Como se tempo de mercado fosse premissa para justificar porcarias.

O que quero dizer é que uma coletânea ou antologia, não importando se paga ou não, deve, por obrigação, exigir e oferecer a maior qualidade possível. Entende-se por qualidade todo o processo editorial. Da chamada para a submissão à distribuição. E entende-se como “possível” o máximo a que cada editora pode chegar. Algumas, como a Draco e a Tarja (falando de editoras relativamente recentes) oferecem muito boa qualidade, beirando a excelência (e, em alguns casos, a atingindo com louvor). Outras como… E como… Oferecem qualquer coisa.

Eu não sou o tipo de leitor que aceita qualquer coisa, você é?

Sei que esse é um papo pra lá de repetitivo. Todos nós já nos cansamos de ouvir essa ladainha centenas de vezes. Mas me parece que se trata de um assunto que deve ser trazido à baila de vez em quando.

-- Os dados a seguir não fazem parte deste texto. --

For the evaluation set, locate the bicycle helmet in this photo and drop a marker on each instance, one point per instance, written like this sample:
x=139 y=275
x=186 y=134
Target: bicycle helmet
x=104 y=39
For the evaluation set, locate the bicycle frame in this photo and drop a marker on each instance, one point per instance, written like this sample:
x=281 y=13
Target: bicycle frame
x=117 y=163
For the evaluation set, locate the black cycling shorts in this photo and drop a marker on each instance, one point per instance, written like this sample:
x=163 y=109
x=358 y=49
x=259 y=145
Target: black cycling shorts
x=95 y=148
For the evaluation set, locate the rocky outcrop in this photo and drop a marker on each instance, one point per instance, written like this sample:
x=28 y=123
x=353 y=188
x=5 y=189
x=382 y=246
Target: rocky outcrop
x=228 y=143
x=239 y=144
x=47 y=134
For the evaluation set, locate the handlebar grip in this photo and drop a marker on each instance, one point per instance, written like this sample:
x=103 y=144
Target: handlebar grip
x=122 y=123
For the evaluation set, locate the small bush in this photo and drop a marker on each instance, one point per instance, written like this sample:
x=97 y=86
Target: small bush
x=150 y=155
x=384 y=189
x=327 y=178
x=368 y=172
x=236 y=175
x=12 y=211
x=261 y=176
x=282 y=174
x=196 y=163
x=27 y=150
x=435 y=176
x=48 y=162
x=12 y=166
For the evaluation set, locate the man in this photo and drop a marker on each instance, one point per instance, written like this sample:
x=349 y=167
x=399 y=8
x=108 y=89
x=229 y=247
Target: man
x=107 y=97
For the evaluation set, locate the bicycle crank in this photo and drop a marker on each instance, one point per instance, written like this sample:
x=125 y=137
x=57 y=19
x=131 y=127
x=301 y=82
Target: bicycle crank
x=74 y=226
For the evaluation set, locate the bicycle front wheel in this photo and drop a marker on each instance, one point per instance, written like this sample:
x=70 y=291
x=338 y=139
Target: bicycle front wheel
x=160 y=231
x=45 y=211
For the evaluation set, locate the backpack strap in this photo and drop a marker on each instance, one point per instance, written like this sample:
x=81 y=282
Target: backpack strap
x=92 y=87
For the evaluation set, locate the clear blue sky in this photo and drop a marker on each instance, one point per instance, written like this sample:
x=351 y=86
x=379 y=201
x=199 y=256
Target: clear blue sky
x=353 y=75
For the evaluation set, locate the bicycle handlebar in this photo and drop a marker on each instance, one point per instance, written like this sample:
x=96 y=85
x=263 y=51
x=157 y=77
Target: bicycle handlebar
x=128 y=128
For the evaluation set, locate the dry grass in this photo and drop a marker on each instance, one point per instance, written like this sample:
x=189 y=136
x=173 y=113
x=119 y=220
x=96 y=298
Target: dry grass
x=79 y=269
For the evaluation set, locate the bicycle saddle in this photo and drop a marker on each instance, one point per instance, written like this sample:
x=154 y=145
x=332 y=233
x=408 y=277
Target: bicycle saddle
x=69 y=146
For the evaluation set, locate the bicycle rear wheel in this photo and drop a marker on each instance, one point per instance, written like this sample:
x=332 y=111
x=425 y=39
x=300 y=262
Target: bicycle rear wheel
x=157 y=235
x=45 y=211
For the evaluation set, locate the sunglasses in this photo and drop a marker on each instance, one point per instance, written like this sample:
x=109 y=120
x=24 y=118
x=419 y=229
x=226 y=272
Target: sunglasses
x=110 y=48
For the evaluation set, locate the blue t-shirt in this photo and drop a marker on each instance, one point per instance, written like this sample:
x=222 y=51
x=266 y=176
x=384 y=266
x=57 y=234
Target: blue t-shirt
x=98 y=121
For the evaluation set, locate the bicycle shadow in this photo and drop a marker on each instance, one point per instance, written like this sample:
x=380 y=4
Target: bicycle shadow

Uma chamada recente para uma antologia saiu-se com uma ótima. Reproduzo abaixo um trecho dessa chamada para que a analisem por si mesmos:

“A antologia XXXX continuará recebendo textos. Assim, daremos tempo aos que ainda tem a intenção de enviar seus textos e àqueles que quiserem fazer suas mudanças.

A parte boa é que agora os autores não terão que pagar para publicar na antologia XXXX.

EXATAMENTE! O AUTOR NÃO TERÁ QUE PAGAR NADA!

A participação será gratuita. Portanto a seleção será mais rígida.”

Notaram? Como não cobrará nada, a editora tratará de tornar mais rígida a seleção de contos. Com o autor pagando, entra qualquer coisa.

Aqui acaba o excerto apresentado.